So far, Alibaba Pictures has invested in “Mission: Impossible – Rogue Nation” and bought a stake in Steven Spielberg’s production company, Amblin Partners. Dalian Wanda paid $3.5 billion for Legendary Entertainment and $1 billion for Dick Clark Productions this year.

According to data compiled by Bloomberg, Tencent Holdings this year has “been involved in $20.8 billion of acquisitions and investments,” including “Warcraft” and the upcoming “Kong: Skull Island,” as well as 21 of its own projects as part of a $295 million investment into Chinese-centric content.

“In the future, we will work with Hollywood, which has professional expertise, and better explore the global market,” said Cheng. “We will provide more of our input when we work with Hollywood partners. There are many elements of Chinese culture that can be developed into films for the whole world and not just a Chinese audience.”

To that end, Cheng hopes to develop sci-fi, comic book and adventure franchises; the parent company has bought the rights to 300 Japanese anime properties and “cultivated others at home.” According to Cheng, “Tencent wants to parlay those properties into a Marvel-like universe of cross-platform promotion.” The company is also in discussions with David Goyer, a writer for the “Dark Knight” and “Man of Steel” franchises, whose movies, according to Box Office Mojo, have grossed $4.88 billion worldwide.

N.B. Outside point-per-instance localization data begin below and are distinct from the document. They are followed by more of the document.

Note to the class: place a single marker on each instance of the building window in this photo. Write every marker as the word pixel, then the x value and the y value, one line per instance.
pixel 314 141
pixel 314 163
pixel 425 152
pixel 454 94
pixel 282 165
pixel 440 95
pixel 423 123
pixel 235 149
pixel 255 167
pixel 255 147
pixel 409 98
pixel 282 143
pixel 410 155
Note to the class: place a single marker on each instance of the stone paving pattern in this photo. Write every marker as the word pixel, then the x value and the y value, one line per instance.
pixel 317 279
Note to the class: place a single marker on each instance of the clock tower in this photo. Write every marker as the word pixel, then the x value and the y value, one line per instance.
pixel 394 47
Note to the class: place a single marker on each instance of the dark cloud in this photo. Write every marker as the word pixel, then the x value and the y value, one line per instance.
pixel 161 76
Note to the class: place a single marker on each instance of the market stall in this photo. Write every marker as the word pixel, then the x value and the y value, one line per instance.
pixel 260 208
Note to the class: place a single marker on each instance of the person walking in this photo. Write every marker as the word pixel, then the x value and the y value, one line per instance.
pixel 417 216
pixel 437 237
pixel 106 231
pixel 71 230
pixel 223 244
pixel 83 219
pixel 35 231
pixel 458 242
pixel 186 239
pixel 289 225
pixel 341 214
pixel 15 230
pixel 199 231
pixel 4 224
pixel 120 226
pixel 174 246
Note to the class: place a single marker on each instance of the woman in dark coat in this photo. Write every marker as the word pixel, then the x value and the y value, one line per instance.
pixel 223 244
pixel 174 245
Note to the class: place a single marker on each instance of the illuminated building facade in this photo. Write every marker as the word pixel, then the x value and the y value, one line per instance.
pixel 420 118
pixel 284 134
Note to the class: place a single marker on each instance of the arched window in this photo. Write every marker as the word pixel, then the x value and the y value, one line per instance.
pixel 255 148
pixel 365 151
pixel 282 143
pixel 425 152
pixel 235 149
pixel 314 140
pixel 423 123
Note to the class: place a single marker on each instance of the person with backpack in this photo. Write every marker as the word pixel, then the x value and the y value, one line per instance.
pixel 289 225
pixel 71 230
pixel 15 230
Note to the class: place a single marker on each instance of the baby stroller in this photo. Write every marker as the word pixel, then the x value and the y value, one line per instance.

Cheng says Tencent promises “better profit sharing for producers and directors” (though he didn’t get more specific) and Tencent’s “massive distribution power.”

“We see that Hollywood wants to increase its collaboration with us,” he said. “Although there’s a lot we can learn from Hollywood, there’s also something we can contribute, too.” According to IHS Markit and PricewaterhouseCoopers, “China is on course to become the world’s biggest box office next year.”